Is every felt impulse from the Holy Spirit during a season of grief? No, of course not, and our children need their adults to exercise wisdom on their behalf when it’s necessary. Yes, we are going to see a counselor. No, you may not eat only ice cream for every meal because you miss your father. Yes, you are going to go to bed when it’s time so you, body, soul, mind, heart, can get the rest you need.
However, only you will know if “finding something complimentary to say about your ex-husband on Father’s Day,” as I read elsewhere, will come across as hopeful or false. It could be a great thing to do. Maybe it’s perfect, in fact, to invite everyone to share a funny memory of the dad who’s not there, for whatever reason: death, divorce, abandonment. Maybe the best option for you is precisely to steer your family ship toward positive, appreciative waters.
But then again, maybe you’re living in the aftermath of life with someone abusive or confusing, and maybe Father’s Day is going to be the exact catalyzing moment that God intends to use to allow some of that confusion or complicated grief to be processed. Maybe it’s enough to watch your children, pay attention to the movements of your own heart, open an invitation without a programmed destination in place. “It’s Father’s Day. How does that make you feel?”
It’s scary, but essential, to trust God to let us know when our children (and we) have to hurt some more, in order to be healed.
My children and I will talk about Chris this weekend; I know we will. We’ll skip church, which is a counterintuitive formational move, but which I think is okay for now; we’ll have house worship and it will last three minutes if we’re lucky and God will be with us and it will be enough. People will pray for us; we’ll be praying for other folks. We will sit on the couch and eat donuts, and streaks of powdered sugar will be everywhere.
And I may say, “What’s your favorite memory of your dad?” Or I might just ask them how Father’s Day feels this year. Or they may bring it up as they pop out of bed in the morning, before I even have a chance to frame a formal question. I’m not sure yet.
What I’m sure of is this: God is as attentive to their individual growth and needs as God has been to mine, sifting strand of hair after grain of sand that make up the webbing of our personhoods, our histories, our souls. God sees those unique and shimmering constellations formed and forming within each child, factors that I struggle to perceive and catalog and understand – how is birth order affecting each of them? What about personality? What are the patterns and reactions of mine that they will be taking to therapy in years to come? What are their fears, their stumbling blocks, the behaviors that they are prone to by genetics and constitution, and what are the behaviors they are establishing to make themselves feel safe in a chaotic world? I cannot see all these things, let alone keep them all straight. I can read books and gather wisdom and observe patterns, but only God can know these three wildly unique human beings intimately enough to know what they truly need, on Father’s Day, on every day.
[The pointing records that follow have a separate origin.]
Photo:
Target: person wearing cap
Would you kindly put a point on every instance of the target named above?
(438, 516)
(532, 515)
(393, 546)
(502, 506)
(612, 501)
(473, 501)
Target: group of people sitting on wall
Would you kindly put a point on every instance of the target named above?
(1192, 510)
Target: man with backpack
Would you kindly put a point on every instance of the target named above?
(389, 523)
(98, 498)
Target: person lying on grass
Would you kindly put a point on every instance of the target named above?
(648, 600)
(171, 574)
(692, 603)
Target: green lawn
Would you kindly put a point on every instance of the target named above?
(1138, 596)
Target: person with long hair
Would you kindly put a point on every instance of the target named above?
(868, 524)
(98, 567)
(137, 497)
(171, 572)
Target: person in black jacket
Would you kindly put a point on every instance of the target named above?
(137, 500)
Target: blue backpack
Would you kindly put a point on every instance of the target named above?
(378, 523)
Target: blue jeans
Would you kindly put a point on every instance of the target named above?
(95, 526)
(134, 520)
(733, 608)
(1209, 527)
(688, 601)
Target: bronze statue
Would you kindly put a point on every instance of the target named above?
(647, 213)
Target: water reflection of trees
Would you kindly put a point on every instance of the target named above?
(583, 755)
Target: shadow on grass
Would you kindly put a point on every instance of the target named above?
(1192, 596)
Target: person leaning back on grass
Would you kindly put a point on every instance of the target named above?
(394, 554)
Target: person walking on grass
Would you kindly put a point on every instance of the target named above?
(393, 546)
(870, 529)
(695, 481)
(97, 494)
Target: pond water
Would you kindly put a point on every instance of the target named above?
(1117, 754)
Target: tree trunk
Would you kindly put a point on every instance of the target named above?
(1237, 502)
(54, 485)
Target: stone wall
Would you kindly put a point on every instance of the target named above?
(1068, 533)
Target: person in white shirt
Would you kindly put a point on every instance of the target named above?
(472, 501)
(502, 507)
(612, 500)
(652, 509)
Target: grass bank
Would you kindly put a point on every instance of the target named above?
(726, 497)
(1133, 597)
And God gave them to me, and me to them.
So I choose to trust this: if I am doing my best to listen, doing my own hard growing, working to my human and limited capacity, resting ultimately on grace – God will give me what I need to love well enough, and God will give them what they need to be able to love God and love their neighbor.
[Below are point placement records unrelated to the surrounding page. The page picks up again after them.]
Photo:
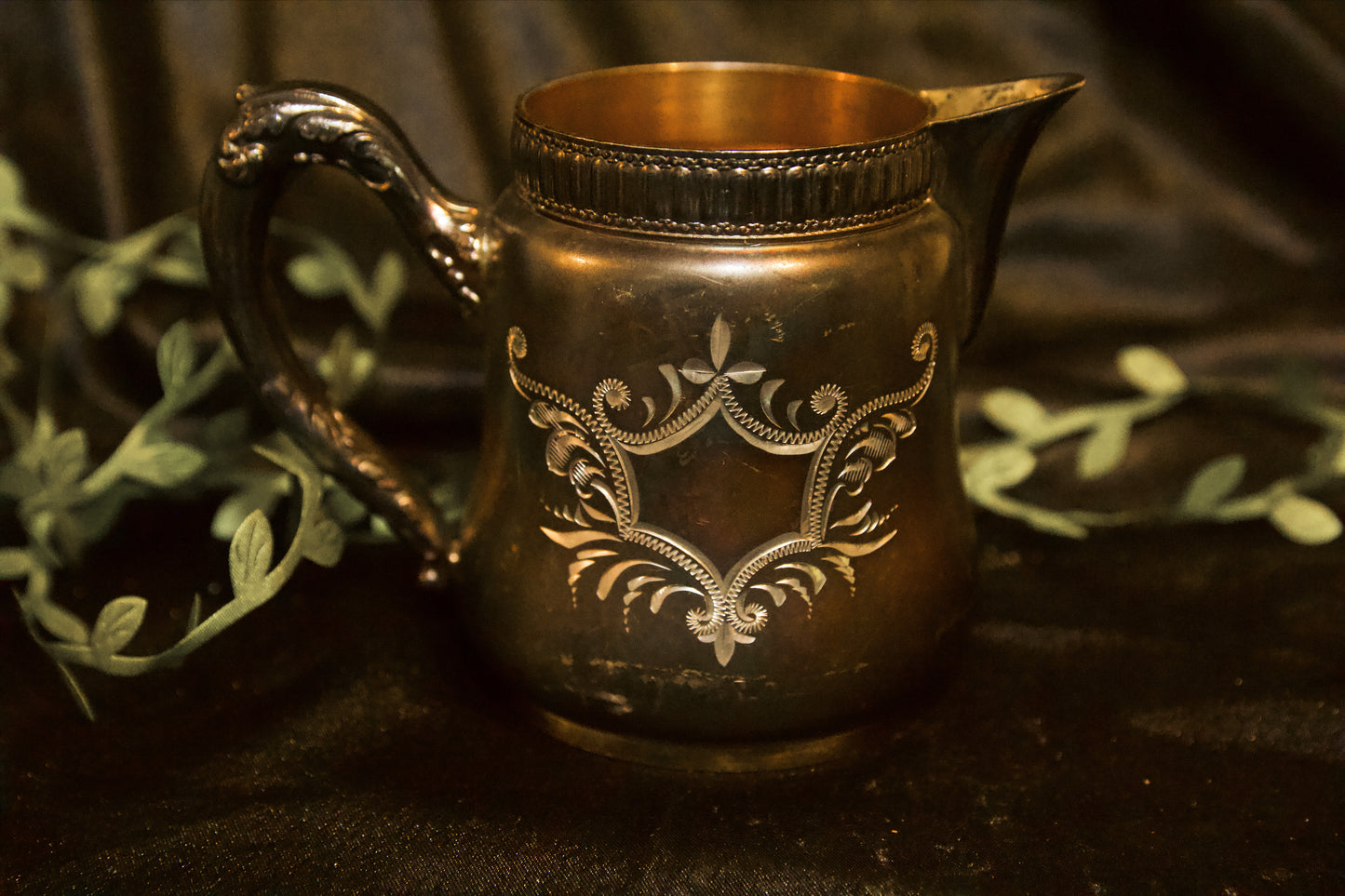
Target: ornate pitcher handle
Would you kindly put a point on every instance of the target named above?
(275, 132)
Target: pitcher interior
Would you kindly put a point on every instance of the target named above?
(725, 106)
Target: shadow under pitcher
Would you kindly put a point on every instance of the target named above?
(719, 519)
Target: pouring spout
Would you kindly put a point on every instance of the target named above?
(982, 138)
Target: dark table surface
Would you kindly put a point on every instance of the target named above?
(1148, 711)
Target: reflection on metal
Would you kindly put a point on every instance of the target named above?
(615, 552)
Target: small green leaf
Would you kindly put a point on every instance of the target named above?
(1150, 370)
(315, 276)
(1015, 410)
(181, 272)
(24, 268)
(194, 614)
(166, 463)
(997, 468)
(1105, 447)
(117, 623)
(66, 456)
(15, 563)
(323, 542)
(249, 555)
(1212, 483)
(344, 367)
(177, 356)
(1303, 519)
(61, 622)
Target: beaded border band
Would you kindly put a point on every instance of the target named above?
(739, 194)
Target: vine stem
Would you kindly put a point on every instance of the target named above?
(226, 615)
(189, 393)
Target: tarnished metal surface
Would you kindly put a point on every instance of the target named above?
(719, 501)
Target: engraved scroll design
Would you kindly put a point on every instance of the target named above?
(615, 552)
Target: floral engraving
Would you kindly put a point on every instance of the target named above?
(617, 554)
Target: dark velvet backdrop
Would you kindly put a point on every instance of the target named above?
(1148, 711)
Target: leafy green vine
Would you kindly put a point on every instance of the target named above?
(62, 501)
(993, 468)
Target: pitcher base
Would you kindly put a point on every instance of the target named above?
(707, 756)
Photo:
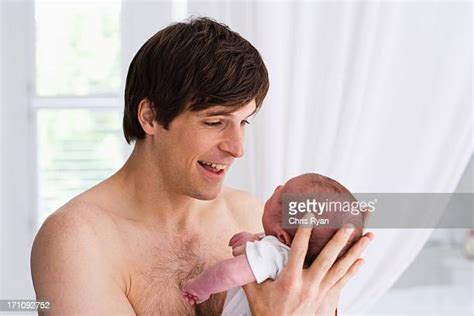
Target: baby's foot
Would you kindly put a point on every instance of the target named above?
(194, 299)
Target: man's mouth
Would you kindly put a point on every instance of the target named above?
(213, 167)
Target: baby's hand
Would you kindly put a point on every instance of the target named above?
(192, 296)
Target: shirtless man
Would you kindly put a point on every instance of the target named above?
(127, 245)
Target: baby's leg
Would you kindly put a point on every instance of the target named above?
(238, 241)
(220, 277)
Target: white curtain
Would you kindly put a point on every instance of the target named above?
(375, 95)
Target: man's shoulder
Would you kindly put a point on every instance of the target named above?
(246, 208)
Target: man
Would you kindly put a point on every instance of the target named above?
(127, 245)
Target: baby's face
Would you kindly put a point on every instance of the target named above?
(272, 213)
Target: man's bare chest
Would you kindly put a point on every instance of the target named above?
(158, 271)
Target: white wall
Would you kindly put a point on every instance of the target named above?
(17, 176)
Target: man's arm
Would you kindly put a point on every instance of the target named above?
(72, 271)
(238, 241)
(218, 278)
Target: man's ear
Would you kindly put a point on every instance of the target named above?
(146, 116)
(284, 237)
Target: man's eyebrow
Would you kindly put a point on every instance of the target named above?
(225, 113)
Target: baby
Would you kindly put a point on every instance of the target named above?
(258, 257)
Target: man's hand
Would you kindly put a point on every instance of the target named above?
(304, 291)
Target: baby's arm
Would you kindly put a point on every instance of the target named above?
(220, 277)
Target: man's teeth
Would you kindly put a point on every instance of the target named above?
(213, 165)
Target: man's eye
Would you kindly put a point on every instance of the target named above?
(213, 123)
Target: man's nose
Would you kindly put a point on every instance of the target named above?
(233, 143)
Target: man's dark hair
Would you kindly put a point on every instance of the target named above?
(192, 66)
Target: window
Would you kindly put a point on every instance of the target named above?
(76, 101)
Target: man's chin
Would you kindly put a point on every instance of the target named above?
(207, 195)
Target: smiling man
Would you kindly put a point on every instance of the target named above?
(127, 245)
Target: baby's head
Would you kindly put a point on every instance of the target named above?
(311, 183)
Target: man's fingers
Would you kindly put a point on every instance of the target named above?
(346, 262)
(328, 255)
(299, 247)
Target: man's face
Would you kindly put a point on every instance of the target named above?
(195, 153)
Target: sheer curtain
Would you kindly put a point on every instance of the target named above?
(375, 95)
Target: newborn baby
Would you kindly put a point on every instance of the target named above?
(258, 257)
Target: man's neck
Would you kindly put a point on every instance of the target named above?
(149, 199)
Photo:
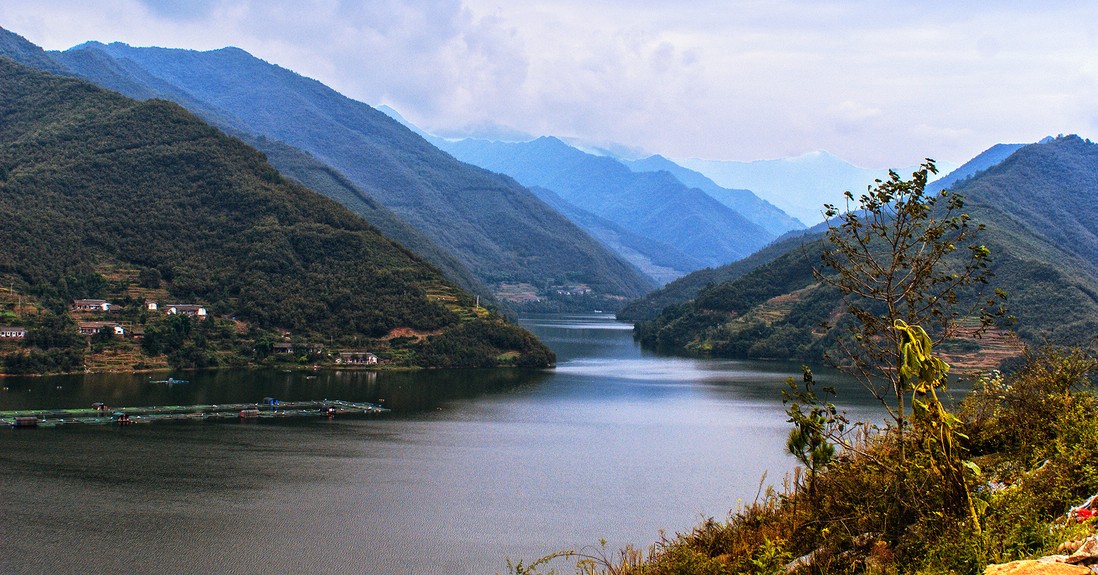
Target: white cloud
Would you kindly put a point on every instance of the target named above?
(877, 82)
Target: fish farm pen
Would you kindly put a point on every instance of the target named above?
(100, 414)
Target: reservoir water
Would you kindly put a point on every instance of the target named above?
(471, 466)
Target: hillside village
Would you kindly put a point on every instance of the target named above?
(114, 333)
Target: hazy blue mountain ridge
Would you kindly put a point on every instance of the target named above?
(799, 185)
(649, 204)
(759, 211)
(494, 226)
(1040, 206)
(686, 288)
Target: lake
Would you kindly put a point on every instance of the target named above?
(471, 466)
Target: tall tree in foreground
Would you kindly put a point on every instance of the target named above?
(899, 254)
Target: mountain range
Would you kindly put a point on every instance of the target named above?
(479, 227)
(676, 221)
(99, 190)
(799, 185)
(1039, 205)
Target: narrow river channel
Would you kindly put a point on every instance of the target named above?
(471, 468)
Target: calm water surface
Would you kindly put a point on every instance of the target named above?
(470, 469)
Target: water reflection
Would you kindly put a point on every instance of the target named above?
(472, 465)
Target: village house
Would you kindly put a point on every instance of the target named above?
(189, 309)
(90, 305)
(12, 333)
(286, 347)
(90, 328)
(357, 358)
And Jesus, who heals, will heal.
And the Spirit, who comforts, will comfort.
And these growing-before-my-eyes children and I, we will grieve and receive and do our best to love.
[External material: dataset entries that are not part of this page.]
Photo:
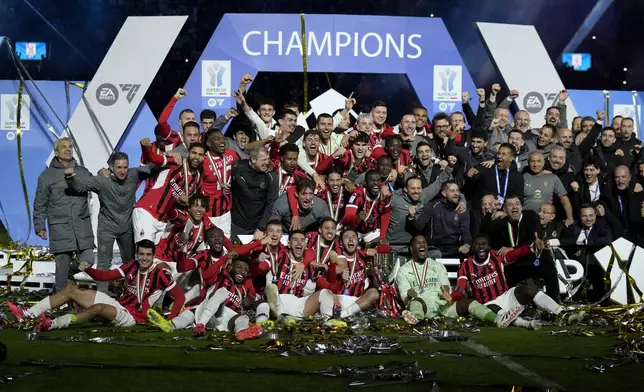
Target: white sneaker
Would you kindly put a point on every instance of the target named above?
(506, 316)
(273, 299)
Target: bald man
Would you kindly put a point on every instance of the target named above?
(553, 231)
(625, 202)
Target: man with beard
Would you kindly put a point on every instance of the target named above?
(369, 209)
(423, 286)
(286, 121)
(488, 210)
(407, 132)
(254, 191)
(310, 208)
(587, 124)
(66, 213)
(558, 166)
(408, 202)
(591, 188)
(501, 179)
(425, 166)
(590, 235)
(117, 194)
(484, 273)
(422, 126)
(143, 281)
(355, 162)
(172, 187)
(523, 148)
(441, 143)
(625, 200)
(518, 228)
(608, 153)
(547, 140)
(540, 187)
(446, 229)
(211, 264)
(627, 141)
(495, 120)
(287, 295)
(177, 141)
(573, 155)
(351, 289)
(216, 178)
(556, 115)
(478, 149)
(522, 123)
(328, 145)
(553, 232)
(288, 172)
(379, 115)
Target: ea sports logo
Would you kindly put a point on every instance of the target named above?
(107, 94)
(533, 102)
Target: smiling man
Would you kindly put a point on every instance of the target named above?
(144, 280)
(423, 286)
(116, 190)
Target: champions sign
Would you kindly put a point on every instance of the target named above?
(250, 43)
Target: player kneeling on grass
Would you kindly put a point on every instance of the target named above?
(484, 273)
(351, 290)
(424, 288)
(229, 304)
(286, 295)
(143, 280)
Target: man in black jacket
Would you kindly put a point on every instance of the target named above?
(254, 191)
(516, 229)
(624, 200)
(446, 231)
(500, 179)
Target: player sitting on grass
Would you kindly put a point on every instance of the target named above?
(293, 271)
(351, 290)
(229, 304)
(424, 288)
(485, 275)
(144, 280)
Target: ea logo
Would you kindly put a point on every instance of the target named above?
(107, 94)
(533, 102)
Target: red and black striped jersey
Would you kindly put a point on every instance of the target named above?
(486, 280)
(195, 233)
(357, 265)
(374, 209)
(216, 176)
(168, 187)
(285, 269)
(140, 286)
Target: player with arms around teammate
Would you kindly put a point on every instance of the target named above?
(483, 272)
(143, 281)
(424, 288)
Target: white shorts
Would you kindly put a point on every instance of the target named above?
(123, 317)
(368, 237)
(292, 305)
(506, 301)
(146, 227)
(223, 222)
(346, 300)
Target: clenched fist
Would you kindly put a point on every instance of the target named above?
(180, 93)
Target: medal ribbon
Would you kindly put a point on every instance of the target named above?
(334, 214)
(498, 184)
(222, 180)
(140, 293)
(425, 269)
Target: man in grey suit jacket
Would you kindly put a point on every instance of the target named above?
(66, 212)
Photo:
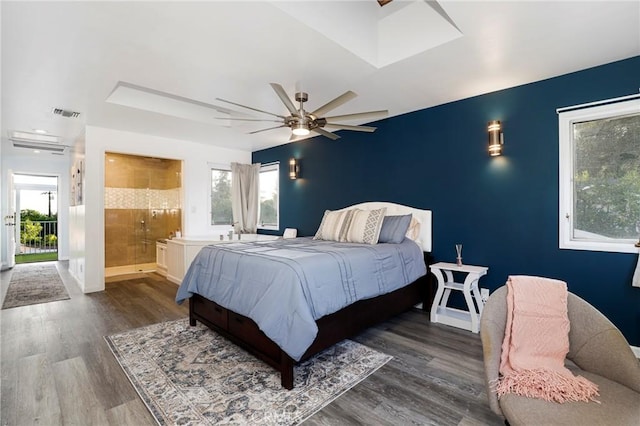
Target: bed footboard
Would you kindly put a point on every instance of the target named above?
(332, 328)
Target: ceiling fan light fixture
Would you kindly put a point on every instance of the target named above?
(300, 129)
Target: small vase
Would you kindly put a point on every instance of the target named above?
(459, 254)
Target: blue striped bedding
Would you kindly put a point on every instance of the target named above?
(285, 285)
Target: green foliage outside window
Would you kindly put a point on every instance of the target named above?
(30, 233)
(607, 177)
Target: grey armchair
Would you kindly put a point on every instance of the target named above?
(597, 351)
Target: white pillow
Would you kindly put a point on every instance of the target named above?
(414, 229)
(334, 225)
(364, 226)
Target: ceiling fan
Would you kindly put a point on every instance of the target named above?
(302, 122)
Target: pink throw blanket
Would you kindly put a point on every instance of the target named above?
(536, 342)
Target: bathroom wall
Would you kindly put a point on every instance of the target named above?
(142, 203)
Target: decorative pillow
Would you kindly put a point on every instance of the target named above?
(414, 229)
(364, 226)
(334, 225)
(394, 228)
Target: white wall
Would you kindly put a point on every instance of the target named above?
(41, 164)
(87, 256)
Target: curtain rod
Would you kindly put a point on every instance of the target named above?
(597, 103)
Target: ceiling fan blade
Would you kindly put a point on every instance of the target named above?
(359, 115)
(294, 138)
(251, 108)
(347, 127)
(264, 130)
(246, 119)
(345, 97)
(285, 99)
(325, 133)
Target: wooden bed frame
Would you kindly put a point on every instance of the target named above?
(332, 328)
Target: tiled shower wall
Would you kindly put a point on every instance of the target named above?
(142, 204)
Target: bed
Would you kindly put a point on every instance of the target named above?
(265, 295)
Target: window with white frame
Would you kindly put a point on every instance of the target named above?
(600, 176)
(221, 213)
(268, 215)
(269, 195)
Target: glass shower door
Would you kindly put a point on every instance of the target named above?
(144, 244)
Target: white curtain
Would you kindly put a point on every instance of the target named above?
(244, 196)
(636, 275)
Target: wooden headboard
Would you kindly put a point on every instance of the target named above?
(422, 216)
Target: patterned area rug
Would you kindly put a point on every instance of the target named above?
(31, 284)
(191, 375)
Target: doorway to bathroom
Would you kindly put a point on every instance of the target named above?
(142, 205)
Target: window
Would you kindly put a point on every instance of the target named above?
(221, 213)
(268, 214)
(600, 177)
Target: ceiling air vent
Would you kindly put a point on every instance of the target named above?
(36, 141)
(66, 113)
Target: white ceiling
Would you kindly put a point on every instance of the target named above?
(409, 55)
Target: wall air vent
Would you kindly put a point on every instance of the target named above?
(35, 141)
(66, 113)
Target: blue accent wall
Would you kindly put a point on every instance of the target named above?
(504, 210)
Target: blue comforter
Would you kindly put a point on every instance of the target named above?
(285, 285)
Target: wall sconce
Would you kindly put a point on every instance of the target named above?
(294, 169)
(496, 138)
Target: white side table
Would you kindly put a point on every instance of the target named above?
(470, 319)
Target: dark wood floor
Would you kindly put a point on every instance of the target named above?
(57, 369)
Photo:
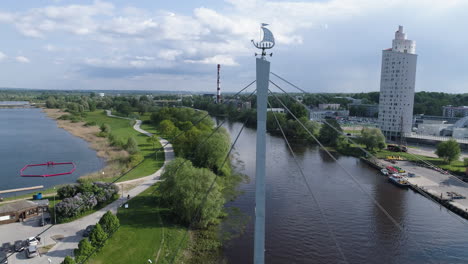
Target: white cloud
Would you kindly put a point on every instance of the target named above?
(22, 59)
(218, 59)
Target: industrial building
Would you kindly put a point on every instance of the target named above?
(397, 84)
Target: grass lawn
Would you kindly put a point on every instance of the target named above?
(123, 129)
(456, 166)
(140, 234)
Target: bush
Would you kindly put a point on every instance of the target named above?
(90, 123)
(84, 250)
(68, 260)
(67, 191)
(109, 222)
(97, 236)
(132, 146)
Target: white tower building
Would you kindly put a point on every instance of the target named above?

Donuts on the couch. It will be enough.
If you’re looking for a good worship resource for Father’s Day, for those of your parishioners who are unlikely to be truant like we are, but who may have complicated feelings about the holiday, Elizabeth Evans Hagan has written a beautiful prayer for Project Pomegranate, acknowledging many sorts of complexity and grief, but still allowing for sincere celebration of the good gifts that fathers and those who participate in the vocation of “fathering” offer God’s beloved community.